WordPress creates a robots.txt
dynamically. To overwrite it in a normal non-multisite installation, you can just upload a static robots.txt
to the server. On a multisite install, this would overwrite the robots.txt
for all sites, which is not always the wanted behavior. This post explains how you can modify robots.txt
for individual sites of a multisite.
WordPress comes with the filter robots_txt
which allows modifying the dynamically created robots.txt
’s output. The function get_current_blog_id()
returns the ID of the current multisite site, which we can use to check for a particular site to add rules to the robots.txt
. This is how it looks currently for my site:
/**
* Modify robots.txt for main site and english site
*
* @param $output
* @param $public
*
* @return string
*/
function fbn_custom_robots( $output, $public ) {
$site_id = get_current_blog_id();
if ( $site_id == 1 ) {
$output .= "Disallow: /agb-und-widerruf/\n";
$output .= "Disallow: /mein-konto/\n";
$output .= "Disallow: /warenkorb/\n";
$output .= "Disallow: /impressum-und-datenschutz/\n";
} elseif ( $site_id == 11 ) {
$output .= "Disallow: /account/\n";
$output .= "Disallow: /cart/\n";
$output .= "Disallow: /imprint/\n";
$output .= "Disallow: /terms/\n";
}
return $output;
}
add_filter( 'robots_txt', 'fbn_custom_robots', 20, 2 );
Code language: PHP (php)
For the site with the ID 1
(this is florianbrinkmann.com) are added four Disallow rules, likewise for the site with the ID 11
(my English site florianbrinkmann.com/en).
To get the site’s ID, I just added the following line after $site_id = get_current_blog_id();
:
Code language: PHP (php)$output .= $site_id;
This way, the ID of the current site is displayed, when you visit its robotx.txt
.
Is it possible to use this function to modify the default WP robots.txt file?
Hi Adam,
sorry for the late reply, your comment was marked as spam…
To your question: yes, you can modify the default’s robots.txt file with that filter.
Greetings,
Florian
Hi Florian,
Thank you for this solution. Can you please tell me what this line does? I'm not an expert in PHP.
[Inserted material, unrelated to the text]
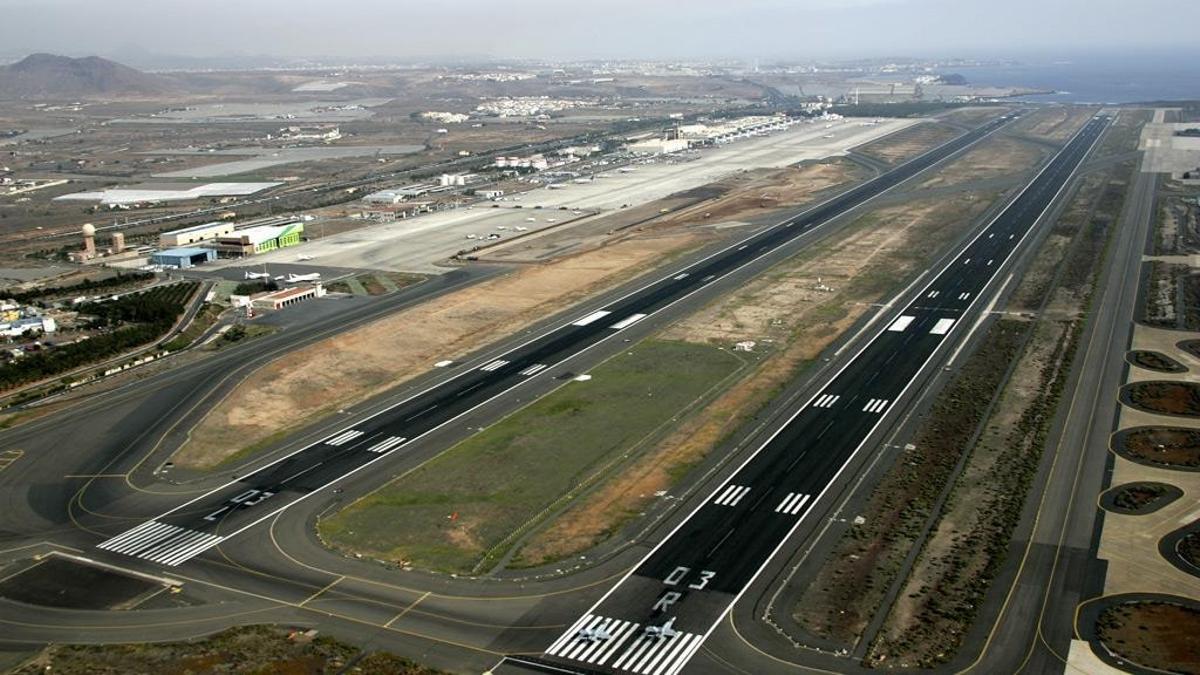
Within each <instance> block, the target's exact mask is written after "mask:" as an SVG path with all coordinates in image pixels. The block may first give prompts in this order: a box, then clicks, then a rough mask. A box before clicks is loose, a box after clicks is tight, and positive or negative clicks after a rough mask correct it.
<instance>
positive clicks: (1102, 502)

add_filter( 'robots_txt', 'fbn_custom_robots', 20, 2 );
Thank you!
Matt
Hi Matt,
that line adds the function as a filter to the
robots_txt
hook, that enables us to modify the robots.txt output. Without it, nothing would happen.Best,
Florian
Thanks Florian,
Where by chance would you add this code in a multisite setup? Is there a centralized file that would handle this for each site?
Hi Matt,
you’re welcome.
I use it in a custom plugin that is enabled network-wide. I pasted the code into a (very basic) plugin file that you can use as a starting point: https://gist.github.com/florianbrinkmann/9236134e29c07bb10ae1932d93100984
You could use it as a Must Use plugin (https://codex.wordpress.org/Must_Use_Plugins). For that, just upload it to the
wp-content/mu-plugins
folder via FTP (you may need to create themu-plugins
directory).Hope that helps,
Florian
Hi!
$output .= "Disallow: /account/n";
This is not '/n' working work for me when I want a new line. This works '\n';
$output .= "Disallow: /account\n";
Hi Dmitry,
yes, you are right, thanks!
Best,
Florian
Thanks for this bit of code. Works nicely. I modified it a little, of course. Your info here got me at the right starting point.
Thanks.
Hi Dave,
great to hear that, you’re welcome!
Best,
Florian
This helped so just wanted to give you a solution to generate this dynamically for all your websites inside a multisite install 🙂
function my_robots_txt( $output, $public ) {
# Check if Woocommerce is active on the website for this request
if ( ! class_exists( 'woocommerce' ) )
return $output ;
# These are the endpoint names used by Woocommerce, not the real slug of the page
$endpoints = [ 'cart', 'checkout', 'myaccount' ];
foreach ( $endpoints as $endpoint ) {
$woo_page_id = wc_get_page_id( $endpoint );
# You need to get the slug => the slug field is "post_name"
$slug = get_post_field( 'post_name', $woo_page_id );
# Add the rule for this page
$output .= "Disallow: /{$slug}/\n";
}
return $output;
}
add_filter( 'robots_txt', 'my_robots_txt', 10, 2 );